I made five circles.
But though the work was nicely portable, a good bus project for my commute times, it failed to hold my interest in the long run. One problem was that I got bored with its simplicity. I got bored with weaving and counting, and especially I got bored of making things that didn't look like things. See, this is why I like European needlelace, which is representational art: I like making flowers or pictures of some sort. All the Teneriffe lace looked like... circles. Perfect for the April challenge, but not perfect for me!
Then, also, I started to consider how annoying it would be to try to sew all the twisting ends of the lace to each other, and I realized it would be so much easier to do a larger, compound piece if I first designed the whole thing in the flat, then put all the peripheral stitches in, then sewed all the medallions completely and sewed them together before removing the peripheral stitches. In other words, though it was fun to loosen my medallions from their cardboard braces, that also made them harder to incorporate into a larger piece. Look at this picture of the medallions with their edges abutting, like they would be in a finished piece of lace. See all those wiggly ends? Those would not be fun to work with!

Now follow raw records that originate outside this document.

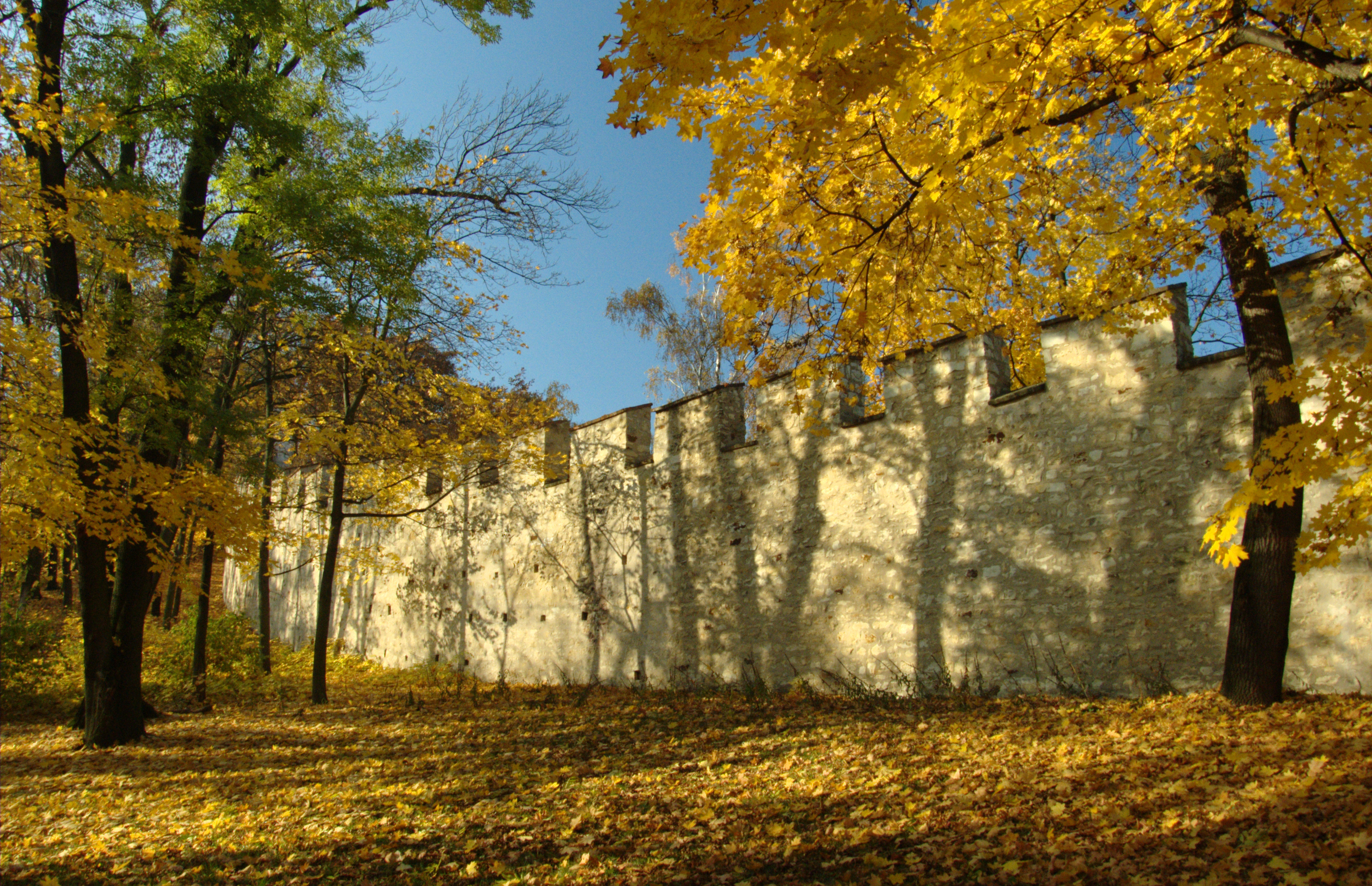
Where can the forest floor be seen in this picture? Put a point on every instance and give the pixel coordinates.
(424, 778)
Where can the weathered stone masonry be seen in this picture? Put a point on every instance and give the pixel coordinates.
(1042, 535)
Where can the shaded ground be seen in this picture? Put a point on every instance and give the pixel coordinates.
(613, 786)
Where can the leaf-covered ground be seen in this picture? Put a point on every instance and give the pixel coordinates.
(613, 786)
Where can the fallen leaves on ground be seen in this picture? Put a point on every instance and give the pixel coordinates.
(615, 786)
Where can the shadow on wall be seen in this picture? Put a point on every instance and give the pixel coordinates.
(1043, 539)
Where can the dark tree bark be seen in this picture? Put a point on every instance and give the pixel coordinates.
(66, 576)
(324, 610)
(1260, 616)
(202, 601)
(265, 546)
(32, 576)
(182, 558)
(202, 621)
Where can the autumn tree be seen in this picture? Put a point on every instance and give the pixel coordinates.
(888, 172)
(127, 124)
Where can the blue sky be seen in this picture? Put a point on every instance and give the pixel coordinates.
(656, 183)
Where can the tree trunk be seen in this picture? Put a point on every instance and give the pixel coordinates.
(265, 545)
(1260, 615)
(319, 693)
(32, 576)
(172, 608)
(202, 620)
(66, 576)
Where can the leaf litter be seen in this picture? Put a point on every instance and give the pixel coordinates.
(541, 785)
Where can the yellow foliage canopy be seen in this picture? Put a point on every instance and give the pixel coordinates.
(888, 174)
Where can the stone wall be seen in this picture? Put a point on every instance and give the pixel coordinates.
(1024, 540)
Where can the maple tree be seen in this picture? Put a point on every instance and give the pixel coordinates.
(160, 168)
(887, 174)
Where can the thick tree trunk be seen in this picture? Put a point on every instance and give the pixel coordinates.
(62, 278)
(319, 693)
(1260, 615)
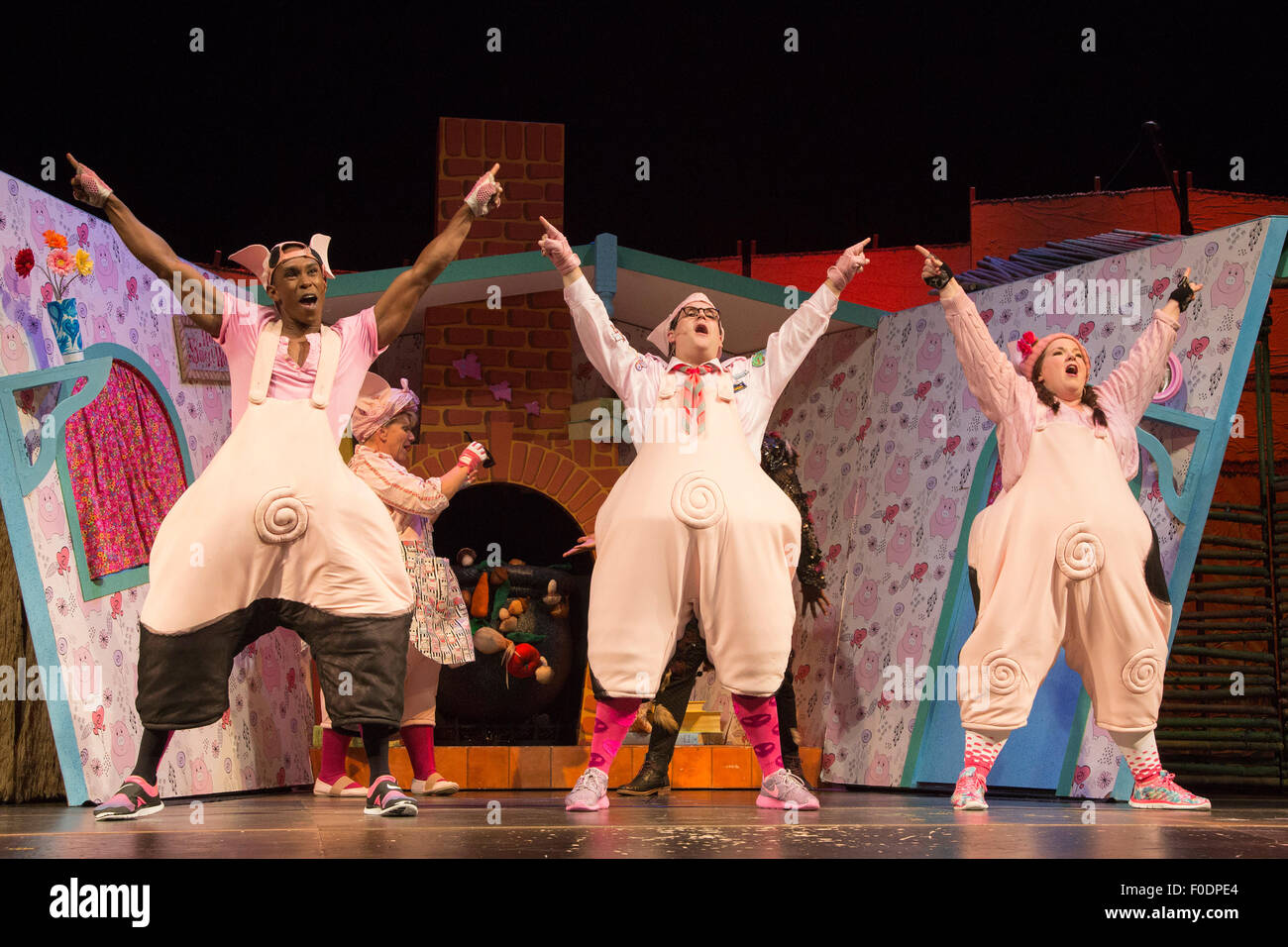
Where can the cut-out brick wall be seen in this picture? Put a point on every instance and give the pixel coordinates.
(527, 342)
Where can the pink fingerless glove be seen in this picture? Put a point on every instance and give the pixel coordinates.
(473, 457)
(555, 247)
(848, 264)
(481, 195)
(89, 188)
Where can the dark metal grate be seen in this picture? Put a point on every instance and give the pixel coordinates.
(1059, 254)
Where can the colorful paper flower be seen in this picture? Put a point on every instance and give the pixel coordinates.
(62, 262)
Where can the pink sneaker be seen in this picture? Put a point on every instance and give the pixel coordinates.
(136, 799)
(969, 791)
(590, 793)
(386, 799)
(1162, 792)
(782, 789)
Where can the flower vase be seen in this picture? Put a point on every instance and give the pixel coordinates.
(62, 315)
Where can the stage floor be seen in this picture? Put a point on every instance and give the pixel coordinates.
(686, 823)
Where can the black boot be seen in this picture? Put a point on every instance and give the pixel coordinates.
(652, 779)
(786, 701)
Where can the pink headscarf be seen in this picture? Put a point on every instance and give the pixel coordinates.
(377, 405)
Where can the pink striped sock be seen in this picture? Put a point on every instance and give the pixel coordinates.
(334, 749)
(759, 719)
(1141, 753)
(613, 716)
(982, 750)
(420, 748)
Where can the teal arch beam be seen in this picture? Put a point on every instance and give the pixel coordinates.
(1190, 505)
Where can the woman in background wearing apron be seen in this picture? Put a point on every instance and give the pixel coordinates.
(384, 427)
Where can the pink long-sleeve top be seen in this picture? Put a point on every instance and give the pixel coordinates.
(1012, 402)
(412, 501)
(239, 335)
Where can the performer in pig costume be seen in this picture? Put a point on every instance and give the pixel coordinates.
(1064, 556)
(694, 526)
(277, 531)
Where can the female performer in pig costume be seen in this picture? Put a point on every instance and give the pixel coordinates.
(1064, 556)
(694, 526)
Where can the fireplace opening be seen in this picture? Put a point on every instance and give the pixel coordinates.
(478, 703)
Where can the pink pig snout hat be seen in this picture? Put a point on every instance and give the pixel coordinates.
(1025, 351)
(658, 335)
(262, 261)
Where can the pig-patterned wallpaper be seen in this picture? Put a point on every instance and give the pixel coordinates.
(263, 741)
(890, 495)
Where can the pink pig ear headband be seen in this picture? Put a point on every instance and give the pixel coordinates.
(263, 262)
(658, 335)
(1025, 351)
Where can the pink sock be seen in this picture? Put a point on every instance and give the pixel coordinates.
(334, 749)
(759, 719)
(613, 716)
(982, 751)
(419, 741)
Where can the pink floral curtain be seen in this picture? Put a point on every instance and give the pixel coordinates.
(127, 471)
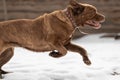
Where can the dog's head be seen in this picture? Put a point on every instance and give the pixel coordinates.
(85, 14)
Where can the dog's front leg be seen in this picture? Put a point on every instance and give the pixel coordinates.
(82, 51)
(61, 51)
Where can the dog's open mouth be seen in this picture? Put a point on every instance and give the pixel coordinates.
(94, 24)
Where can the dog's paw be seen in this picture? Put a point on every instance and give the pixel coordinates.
(55, 54)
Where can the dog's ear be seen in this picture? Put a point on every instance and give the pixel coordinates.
(74, 3)
(77, 8)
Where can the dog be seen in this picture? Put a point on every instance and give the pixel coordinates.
(49, 32)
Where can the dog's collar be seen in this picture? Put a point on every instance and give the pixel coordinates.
(70, 17)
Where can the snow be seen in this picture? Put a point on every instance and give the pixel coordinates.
(104, 54)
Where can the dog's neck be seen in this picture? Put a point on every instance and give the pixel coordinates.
(70, 17)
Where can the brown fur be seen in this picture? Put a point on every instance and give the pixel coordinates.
(49, 32)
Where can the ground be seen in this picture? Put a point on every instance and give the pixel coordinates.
(104, 54)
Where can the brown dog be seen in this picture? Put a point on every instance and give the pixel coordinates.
(49, 32)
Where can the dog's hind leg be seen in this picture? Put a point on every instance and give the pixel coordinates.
(62, 51)
(4, 58)
(80, 50)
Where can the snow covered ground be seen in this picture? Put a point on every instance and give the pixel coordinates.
(103, 52)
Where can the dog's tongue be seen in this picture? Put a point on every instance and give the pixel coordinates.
(97, 25)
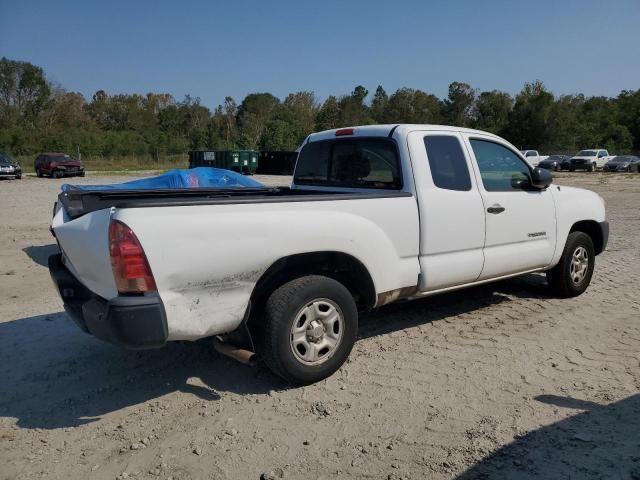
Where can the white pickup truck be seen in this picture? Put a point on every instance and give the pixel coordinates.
(374, 214)
(589, 160)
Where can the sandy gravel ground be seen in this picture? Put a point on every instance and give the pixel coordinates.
(501, 381)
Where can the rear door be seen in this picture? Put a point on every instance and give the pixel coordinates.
(452, 224)
(520, 223)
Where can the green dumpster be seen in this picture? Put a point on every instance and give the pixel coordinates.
(249, 161)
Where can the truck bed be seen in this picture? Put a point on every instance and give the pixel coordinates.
(80, 202)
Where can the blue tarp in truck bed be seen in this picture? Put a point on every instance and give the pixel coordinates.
(201, 177)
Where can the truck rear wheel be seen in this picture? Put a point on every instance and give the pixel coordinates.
(572, 275)
(310, 327)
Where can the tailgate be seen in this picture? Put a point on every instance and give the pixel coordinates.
(84, 242)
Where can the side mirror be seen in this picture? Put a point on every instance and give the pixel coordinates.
(540, 178)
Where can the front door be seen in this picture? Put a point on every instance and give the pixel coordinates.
(452, 219)
(520, 222)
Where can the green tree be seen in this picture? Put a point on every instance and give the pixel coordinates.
(491, 111)
(253, 114)
(329, 114)
(458, 106)
(529, 119)
(379, 104)
(24, 91)
(407, 105)
(353, 110)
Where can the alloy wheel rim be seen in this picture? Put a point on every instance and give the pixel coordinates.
(579, 264)
(317, 331)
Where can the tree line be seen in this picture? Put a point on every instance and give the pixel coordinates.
(37, 115)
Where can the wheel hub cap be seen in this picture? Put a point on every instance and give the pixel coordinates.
(579, 264)
(317, 331)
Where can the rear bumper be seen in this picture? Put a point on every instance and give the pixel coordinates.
(136, 322)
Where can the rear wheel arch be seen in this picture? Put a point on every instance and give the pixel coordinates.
(342, 267)
(591, 228)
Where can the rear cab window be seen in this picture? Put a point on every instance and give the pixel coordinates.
(350, 163)
(501, 169)
(447, 162)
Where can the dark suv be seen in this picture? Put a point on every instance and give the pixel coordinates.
(57, 165)
(9, 168)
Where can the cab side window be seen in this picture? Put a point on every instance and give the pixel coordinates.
(449, 168)
(500, 168)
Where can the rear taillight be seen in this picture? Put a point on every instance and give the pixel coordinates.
(130, 266)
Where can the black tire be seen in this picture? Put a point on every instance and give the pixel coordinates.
(286, 306)
(560, 277)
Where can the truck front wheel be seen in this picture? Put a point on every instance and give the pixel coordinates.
(572, 275)
(310, 327)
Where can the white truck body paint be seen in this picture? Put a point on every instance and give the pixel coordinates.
(206, 259)
(205, 280)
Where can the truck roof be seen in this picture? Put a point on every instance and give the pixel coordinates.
(386, 130)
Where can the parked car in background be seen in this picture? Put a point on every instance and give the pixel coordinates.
(532, 157)
(589, 160)
(9, 168)
(555, 162)
(56, 165)
(623, 163)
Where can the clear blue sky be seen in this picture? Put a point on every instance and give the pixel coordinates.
(211, 49)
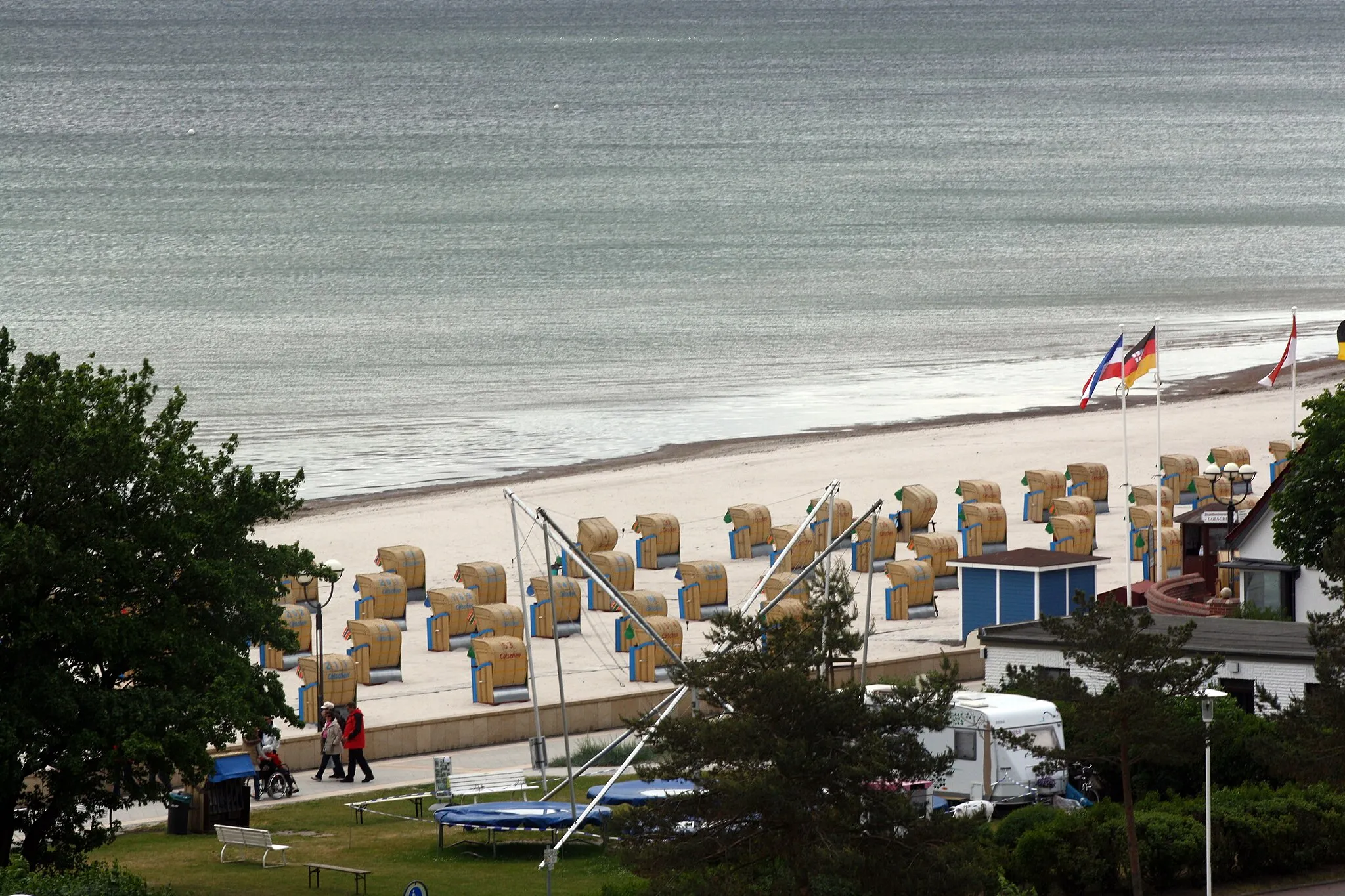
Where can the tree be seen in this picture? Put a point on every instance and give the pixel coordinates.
(1310, 505)
(1138, 716)
(131, 589)
(798, 794)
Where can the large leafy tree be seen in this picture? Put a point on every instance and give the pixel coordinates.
(1141, 716)
(797, 777)
(131, 587)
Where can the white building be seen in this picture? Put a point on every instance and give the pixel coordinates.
(1273, 654)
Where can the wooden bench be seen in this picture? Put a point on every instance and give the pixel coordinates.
(315, 875)
(231, 836)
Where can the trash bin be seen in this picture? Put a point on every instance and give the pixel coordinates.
(179, 807)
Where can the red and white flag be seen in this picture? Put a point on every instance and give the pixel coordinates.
(1290, 356)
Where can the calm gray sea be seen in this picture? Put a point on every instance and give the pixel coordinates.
(420, 242)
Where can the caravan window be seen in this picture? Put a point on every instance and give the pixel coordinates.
(963, 744)
(1043, 738)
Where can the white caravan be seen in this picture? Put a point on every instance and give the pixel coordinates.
(982, 766)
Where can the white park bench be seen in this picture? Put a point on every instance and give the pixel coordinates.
(256, 837)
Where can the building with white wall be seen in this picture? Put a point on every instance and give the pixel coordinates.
(1273, 654)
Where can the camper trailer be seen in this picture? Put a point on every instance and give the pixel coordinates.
(982, 766)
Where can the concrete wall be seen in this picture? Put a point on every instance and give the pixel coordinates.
(514, 723)
(1285, 680)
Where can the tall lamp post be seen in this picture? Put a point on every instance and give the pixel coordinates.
(1207, 715)
(1232, 475)
(338, 568)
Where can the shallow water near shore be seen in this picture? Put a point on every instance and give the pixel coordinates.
(418, 242)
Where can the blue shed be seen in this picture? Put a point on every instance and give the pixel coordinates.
(1023, 585)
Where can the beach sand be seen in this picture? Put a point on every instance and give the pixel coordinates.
(464, 523)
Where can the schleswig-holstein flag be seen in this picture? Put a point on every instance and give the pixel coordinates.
(1290, 356)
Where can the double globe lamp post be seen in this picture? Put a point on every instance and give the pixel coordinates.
(337, 568)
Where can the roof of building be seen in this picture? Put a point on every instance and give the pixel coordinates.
(1234, 639)
(1030, 559)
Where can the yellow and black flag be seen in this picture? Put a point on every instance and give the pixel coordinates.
(1141, 359)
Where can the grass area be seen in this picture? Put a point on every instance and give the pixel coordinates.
(396, 852)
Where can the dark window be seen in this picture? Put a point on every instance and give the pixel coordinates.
(1241, 689)
(963, 744)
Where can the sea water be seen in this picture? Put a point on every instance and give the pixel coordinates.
(426, 242)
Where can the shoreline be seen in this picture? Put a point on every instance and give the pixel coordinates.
(1313, 372)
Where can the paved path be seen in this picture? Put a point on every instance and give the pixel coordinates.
(390, 774)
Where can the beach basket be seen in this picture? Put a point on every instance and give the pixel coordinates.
(910, 591)
(1071, 534)
(659, 545)
(618, 568)
(1044, 486)
(884, 545)
(648, 603)
(938, 548)
(338, 685)
(751, 532)
(985, 528)
(296, 591)
(803, 550)
(409, 563)
(298, 620)
(377, 651)
(382, 595)
(556, 609)
(1142, 495)
(1088, 480)
(452, 621)
(1180, 475)
(498, 621)
(1225, 454)
(916, 513)
(649, 661)
(486, 578)
(705, 589)
(845, 516)
(499, 671)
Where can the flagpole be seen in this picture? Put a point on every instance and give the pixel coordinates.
(1157, 572)
(1125, 454)
(1293, 419)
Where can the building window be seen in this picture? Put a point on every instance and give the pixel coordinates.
(963, 744)
(1269, 590)
(1241, 689)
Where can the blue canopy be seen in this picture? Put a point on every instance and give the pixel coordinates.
(232, 767)
(636, 793)
(517, 816)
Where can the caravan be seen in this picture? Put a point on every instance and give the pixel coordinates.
(985, 767)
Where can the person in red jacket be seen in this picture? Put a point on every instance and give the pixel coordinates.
(354, 742)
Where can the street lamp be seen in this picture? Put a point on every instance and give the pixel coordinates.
(1207, 715)
(337, 567)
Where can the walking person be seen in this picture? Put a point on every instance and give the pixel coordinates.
(332, 735)
(354, 740)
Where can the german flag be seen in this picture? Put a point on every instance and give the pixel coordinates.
(1141, 359)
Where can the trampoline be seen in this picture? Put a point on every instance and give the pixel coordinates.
(548, 817)
(636, 793)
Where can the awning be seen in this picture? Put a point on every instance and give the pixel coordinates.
(231, 767)
(1264, 566)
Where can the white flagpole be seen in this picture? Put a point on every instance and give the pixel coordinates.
(1293, 418)
(1125, 454)
(1157, 572)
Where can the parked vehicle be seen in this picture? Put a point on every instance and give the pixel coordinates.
(984, 767)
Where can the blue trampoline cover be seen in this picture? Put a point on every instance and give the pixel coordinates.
(636, 793)
(517, 816)
(232, 767)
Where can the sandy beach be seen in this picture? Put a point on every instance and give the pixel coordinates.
(697, 484)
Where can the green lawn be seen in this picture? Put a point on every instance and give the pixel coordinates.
(396, 853)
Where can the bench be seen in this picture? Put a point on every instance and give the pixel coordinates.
(231, 836)
(315, 875)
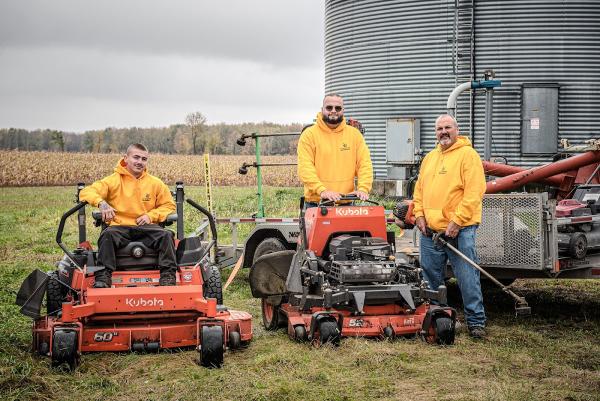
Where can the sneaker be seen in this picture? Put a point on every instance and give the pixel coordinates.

So I put my cardboard pieces aside and went back to the type of needlelace I prefer. I guess this means I didn't meet the Historical Sew Monthly challenge at all! At least I learned something new, though, and now I have several finished pieces of sol lace which I expect I'll use someday, but probably as embellishment or applique. For now, they are not anything. And it's not April. This is not how you meet a challenge!
The Challenge: April: Circles, Squares, & Rectangles – Make something entirely from above mentioned geometric shapes.
Material: All purpose thread.
Year: Don't know, but since it's a living tradition still, I'd say somewhere between the 1700's and today.
Notions: cardboard circles and crochet cotton.
How historically accurate is it? Don't know. Most of the research about the history of it is in Spanish, which is opaque to me!
Hours to complete: Not completed.
First worn: see above: not completed.